You have a choice. To walk it out, scary as it may seem or to turn a deaf ear to prompting in your heart.
Today I’m facing such a dilemma… and yet what will I choose?
I’ve been in Chicago for a few days. I love this city. It is like a second home to me. Even on a work trip, I find the time to do the things I enjoy. I frequent my favorite restaurants, I run the lakeshore trails breathing in the beautiful skyline. I do touristy stuff like visit the Art Museum or Shedd’s Aquarium. And I’ve even taken a selfie under the Bean in Millenium Park. For me, it is a fun escape… even in the cold windy month of March.
Yet this time, I am faced with the issue of homelessness. I’ve seen it before, it’s part of big city life, but this time it is like a vice gripping and squeezing my heart. A man stopped me the other day asking me to buy him a sandwich, to which I refused because I was scared to interact with him as he was clearly intoxicated and I was alone.
But what kills me, is that I spent $40 on my own dinner that night and didn’t think twice.
Yesterday, I walked right by a man sitting on the ground. His sign said he was hungry but again I did nothing. And today the image that I cannot escape is the one of his little dog wrapped up in a blanket next to him when I know my own precious dogs are sleeping in their pet beds, with full bellies in a warm, spacious and beautiful house.
What is the cost of genuine faith?
Right now for me, it is a $5 sandwich, but do I have the courage to give it away?
This is what Jesus said about those who care for God’s people...

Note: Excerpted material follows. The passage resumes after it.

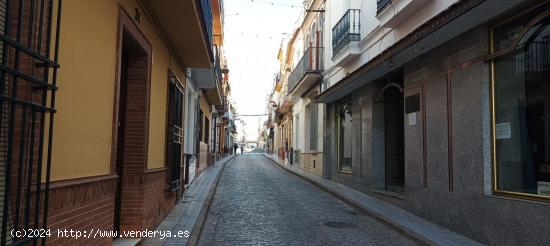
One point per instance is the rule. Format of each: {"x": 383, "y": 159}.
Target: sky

‘Come, you who are blessed by my Father; take your inheritance, the kingdom prepared for you since the creation of the world. I was hungry and you gave me something to eat, I was thirsty and you gave me something to drink, I was a stranger and you invited me in, I needed clothes and you clothed me, I was sick and you looked after me, I was in prison and you came to visit me.’ (Matt. 25:34b-36).
It’s my last morning in the city, I’m heading home this afternoon but I cannot escape the urgency of this call. And so I am off to buy a couple of sandwiches, praying that God will lead me to encounter someone who needs something to eat and a smile to share.
Where are you struggling with the reality of your faith?
‘Truly I tell you, whatever you did for one of the least of these brothers and sisters of mine, you did for me.’ (Matt 25:40).